For many Dutch people, sport is an enjoyable way of spending their leisure time. Many people are themselves active participants in sport or attend matches. Top-level matches attract a great deal of media attention. A smaller but no less enthusiastic group of people are active as volunteers for sports clubs.
In most cases, being involved in sport is a pleasurable experience, but there are also less palatable sides. The television images of football violence or obscene chanting on the terraces are well known, but many amateurs in sport have also experienced unpleasant incidents. The severity of these forms of undesirable behaviour varies, as does their impact on those who witness them and those who are the targets of them. This undesirable behaviour can take diverse forms, such as theft, vandalism, threats, physical and verbal violence, discrimination and nuisance caused by smoking, alcohol or noise.

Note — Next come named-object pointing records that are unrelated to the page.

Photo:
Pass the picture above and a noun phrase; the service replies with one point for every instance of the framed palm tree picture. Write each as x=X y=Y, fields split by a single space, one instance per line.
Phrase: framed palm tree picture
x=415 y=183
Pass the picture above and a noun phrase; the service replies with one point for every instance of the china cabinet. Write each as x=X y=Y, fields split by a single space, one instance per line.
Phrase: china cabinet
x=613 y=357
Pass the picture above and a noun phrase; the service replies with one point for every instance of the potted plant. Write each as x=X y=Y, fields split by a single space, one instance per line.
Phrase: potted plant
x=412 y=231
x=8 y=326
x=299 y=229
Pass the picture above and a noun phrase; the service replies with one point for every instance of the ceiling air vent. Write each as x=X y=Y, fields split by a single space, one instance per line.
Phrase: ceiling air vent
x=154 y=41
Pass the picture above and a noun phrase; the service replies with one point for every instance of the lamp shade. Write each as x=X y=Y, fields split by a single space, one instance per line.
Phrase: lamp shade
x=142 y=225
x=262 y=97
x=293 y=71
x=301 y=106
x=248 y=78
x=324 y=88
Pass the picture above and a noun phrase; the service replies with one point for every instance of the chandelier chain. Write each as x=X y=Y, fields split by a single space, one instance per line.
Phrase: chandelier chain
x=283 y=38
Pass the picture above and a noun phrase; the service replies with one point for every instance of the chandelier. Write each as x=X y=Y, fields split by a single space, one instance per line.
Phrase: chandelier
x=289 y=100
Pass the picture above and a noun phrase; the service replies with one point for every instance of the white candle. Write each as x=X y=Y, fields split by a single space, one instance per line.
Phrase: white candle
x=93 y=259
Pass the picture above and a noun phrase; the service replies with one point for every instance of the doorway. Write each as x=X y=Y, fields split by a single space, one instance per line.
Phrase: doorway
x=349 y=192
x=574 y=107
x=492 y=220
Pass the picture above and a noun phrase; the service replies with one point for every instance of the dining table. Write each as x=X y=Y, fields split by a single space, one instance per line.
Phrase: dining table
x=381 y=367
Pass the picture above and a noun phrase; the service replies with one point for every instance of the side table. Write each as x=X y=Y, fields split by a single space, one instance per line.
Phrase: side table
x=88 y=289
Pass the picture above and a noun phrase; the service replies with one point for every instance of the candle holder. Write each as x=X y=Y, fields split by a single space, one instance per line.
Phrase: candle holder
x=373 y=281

This study looks at undesirable behaviour in amateur sport. In the first instance, it offers more insight into the extent to which undesirable behaviour occurs. How many participants in sport are witnesses or victims? This incidence is then compared with other sectors of society. The study then describes how perceptions of sport and negative experiences impact on participation in sport. Do these experiences cause people to stop taking part in sport or not to begin in the first place? Finally, the study looks at interventions and campaigns to prevent or reduce undesirable behaviour in sport. How well known are these campaigns and which measures have already been widely implemented within sports clubs? The conclusion of the report is that there is still room for improvement, but that taken across the piece, the perceptions of abuses in sport are more negative than the reality.